ANRP has had our ear to the rail for twelve weeks since breaking the news that Pan Am would sell itself to CSX. Nobody expected the STB filing to be simple, what with so many moving parts and unavoidable challenges. But this train should have arrived by now, leaving us to wonder if it’s really just hung up, or off the tracks.
We have worked hard to prepare our readership for the event that will transform New England railroading and affect the entire region. We’ve tested the skepticism, girded against the giddiness, exploded the rumors, and gathered scraps of real information until they presented a story that could hold water.
We’ve identified the buyer, figured out the key piece to the puzzle, recognized NS’s veto power, offered advice to CSX, reported PAR’s quick Christmas fix on a Hoosac hiccup and their recent winter blitz to speed up the line, and detailed NS’s discomfort, etc.

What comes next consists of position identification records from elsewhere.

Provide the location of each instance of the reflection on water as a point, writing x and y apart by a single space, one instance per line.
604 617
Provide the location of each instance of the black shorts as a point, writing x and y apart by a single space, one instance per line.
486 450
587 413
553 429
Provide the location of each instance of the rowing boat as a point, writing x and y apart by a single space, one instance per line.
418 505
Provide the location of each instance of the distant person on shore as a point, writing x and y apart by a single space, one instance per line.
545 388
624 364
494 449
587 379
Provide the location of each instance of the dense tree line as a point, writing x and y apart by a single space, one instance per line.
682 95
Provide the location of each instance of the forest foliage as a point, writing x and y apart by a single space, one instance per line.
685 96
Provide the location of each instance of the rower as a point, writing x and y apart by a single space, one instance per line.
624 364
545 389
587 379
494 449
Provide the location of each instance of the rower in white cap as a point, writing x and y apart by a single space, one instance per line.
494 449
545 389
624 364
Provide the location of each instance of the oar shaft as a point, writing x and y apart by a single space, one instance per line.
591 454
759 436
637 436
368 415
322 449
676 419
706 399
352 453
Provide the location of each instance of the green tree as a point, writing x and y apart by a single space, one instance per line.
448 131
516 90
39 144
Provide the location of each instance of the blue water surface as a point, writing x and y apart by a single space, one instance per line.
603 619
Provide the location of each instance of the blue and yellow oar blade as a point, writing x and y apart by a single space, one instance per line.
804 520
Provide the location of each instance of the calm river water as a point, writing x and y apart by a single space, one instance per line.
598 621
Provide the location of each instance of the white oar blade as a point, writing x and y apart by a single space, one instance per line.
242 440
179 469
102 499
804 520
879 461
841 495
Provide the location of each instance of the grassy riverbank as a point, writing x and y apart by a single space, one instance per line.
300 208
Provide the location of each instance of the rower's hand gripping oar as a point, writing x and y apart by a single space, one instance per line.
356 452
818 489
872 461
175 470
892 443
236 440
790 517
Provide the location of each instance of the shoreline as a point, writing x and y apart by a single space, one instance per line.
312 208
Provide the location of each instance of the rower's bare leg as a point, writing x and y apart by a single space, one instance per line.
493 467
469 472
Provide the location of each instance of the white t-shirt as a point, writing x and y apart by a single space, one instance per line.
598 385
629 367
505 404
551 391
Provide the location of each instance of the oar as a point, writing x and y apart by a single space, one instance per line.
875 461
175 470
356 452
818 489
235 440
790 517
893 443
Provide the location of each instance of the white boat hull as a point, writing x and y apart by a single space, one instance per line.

But every morning we’ve been waking up to WSTB playing any song except the one we’ve requested, and in the past few days it’s come to feel like they never will. On 18.January, qualified sources confirmed that NS was on a very different track from CSX as to who should operate the Patriot Corridor. The 21.January CSX Q4 2020 Earnings Call closed without a peep about PAR (but plenty about the restructured STB’s wayward tendencies). On 29.January, PAR’s BLET membership ratified a pat three-year deal (rather than say, a one-year agreement that protects current jobs in the new company, but soon awards Class I benefits).
As explained in PAS: KNOW WHEN TO HOLD ‘EM, KNOW WHEN TO FOLD ‘EM (ANRP 04.Aug.2020), and CSX/MADOT: Will B&A Shake Out of PAR to Become East-West Passenger Corridor? (ANRP 11.Nov.2020), the prospective sale has all along hinged on three big assumptions: That NS would cooperate in order to gain a Corridor partner with a mutual interest in sharing a well-maintained, objectively-operated mainline, that the Commonwealth of Massachusetts would acquire CSX’s B&A line for the long-dreamed-of East-West Corridor, a cross-state commuter rail line, and that regulators would support a single New England mainline that would save costs and not harm competition.
At this point, there is little corroborating evidence for or against any of these assumptions. But with NS determined to name the Patriot Corridor operator (and already enjoying higher track speeds), and with MassDOT in “save” rather than “spend” mode, and with an STB oriented more toward public than private concerns, circumstances seem to have turned against all three.
All PSA’s come with an expiration date, and to-day is the 89th since the agreement was signed (06.Nov.2020, according to our math – Ed.). It seems like the CSX-PAR train is being held out of the terminal. Is it about to be abolished?